"Ministerstwo Rolnictwa i Rozwoju Wsi przekazało w poniedziałek unijnemu komisarzowi ds. bezpieczeństwa żywności Vytenisowi Andriukaitisowi informację dotyczącą czynności podjętych w związku ze stwierdzeniem nieprawidłowości w jednej polskiej ubojni. Chodzi o działania, które mogły być zrealizowane w krótkim czasie tj. okresie miesiąca" - poinformowało biuro prasowe MRiRW.

Informacje te dostał także czeski minister rolnictwa Miroslav Toman.

Zgodnie z ustaleniami trójstronnego spotkania, które odbyło się 18 marca w Brukseli, w sprawie wycofania się przez Republikę Czeską z restrykcyjnych kontroli wołowiny pochodzącej z Polski, minister Toman zobowiązał się do ich zniesienia 25 marca br.

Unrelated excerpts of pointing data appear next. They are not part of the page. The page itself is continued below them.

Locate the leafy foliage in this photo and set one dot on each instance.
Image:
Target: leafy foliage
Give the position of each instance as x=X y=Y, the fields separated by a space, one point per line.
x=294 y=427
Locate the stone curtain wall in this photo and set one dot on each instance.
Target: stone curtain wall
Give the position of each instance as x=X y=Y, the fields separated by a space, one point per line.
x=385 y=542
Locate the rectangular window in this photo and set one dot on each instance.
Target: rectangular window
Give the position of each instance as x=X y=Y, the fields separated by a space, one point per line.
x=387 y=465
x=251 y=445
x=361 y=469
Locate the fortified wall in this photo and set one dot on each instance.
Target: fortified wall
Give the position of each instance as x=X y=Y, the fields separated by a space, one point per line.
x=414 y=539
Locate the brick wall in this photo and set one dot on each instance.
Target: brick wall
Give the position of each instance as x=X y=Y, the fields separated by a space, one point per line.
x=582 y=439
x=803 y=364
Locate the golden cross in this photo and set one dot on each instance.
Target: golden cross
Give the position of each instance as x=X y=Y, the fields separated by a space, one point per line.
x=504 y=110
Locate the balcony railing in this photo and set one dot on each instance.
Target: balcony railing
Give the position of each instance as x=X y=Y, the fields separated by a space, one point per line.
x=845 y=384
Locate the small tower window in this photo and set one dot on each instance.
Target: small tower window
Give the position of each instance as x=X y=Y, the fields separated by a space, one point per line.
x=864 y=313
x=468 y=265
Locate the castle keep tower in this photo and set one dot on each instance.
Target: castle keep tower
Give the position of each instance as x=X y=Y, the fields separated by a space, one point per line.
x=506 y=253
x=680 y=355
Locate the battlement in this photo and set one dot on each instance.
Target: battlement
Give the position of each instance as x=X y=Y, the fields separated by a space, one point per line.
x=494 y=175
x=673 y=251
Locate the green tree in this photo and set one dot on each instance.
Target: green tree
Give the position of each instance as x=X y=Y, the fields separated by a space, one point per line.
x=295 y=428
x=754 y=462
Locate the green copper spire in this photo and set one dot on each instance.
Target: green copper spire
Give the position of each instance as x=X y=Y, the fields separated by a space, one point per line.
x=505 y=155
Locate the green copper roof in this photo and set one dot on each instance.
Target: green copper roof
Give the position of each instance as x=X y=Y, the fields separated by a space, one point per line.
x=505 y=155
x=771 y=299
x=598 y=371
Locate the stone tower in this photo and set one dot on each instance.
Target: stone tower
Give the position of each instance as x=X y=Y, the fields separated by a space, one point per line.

Jak poinformował wówczas, po spotkaniu, minister rolnictwa Jan Krzysztof Ardanowski, „komisarz bardzo wysoko ocenił dobre przygotowanie informacji, którą przekazaliśmy - jej dużą szczegółowość. Uzyskaliśmy zapewnienie ze strony Komisji Europejskiej, że 25 marca, kiedy przekażemy tę ostateczną wersję, uzupełnioną o zrealizowane zadania, tego samego dnia Czesi zniosą te nieadekwatne, nadmierne działania kontrolne, które noszą – jak to komisarz określił – znamiona działań protekcjonistycznych, pewnej protekcji dla własnego rynku, która w UE jest zabroniona”.

Reklama

Ardanowski wielokrotnie informował media, że kontrola wszystkich ubojni nie wykazała, by w innych rzeźniach występowały błędy zagrażające bezpieczeństwu żywności, ale pojawiały się niedociągnięcia w prowadzeniu dokumentacji, jak „niespójności systemu ewidencji zwierząt, brak zgłaszania przemieszczeń".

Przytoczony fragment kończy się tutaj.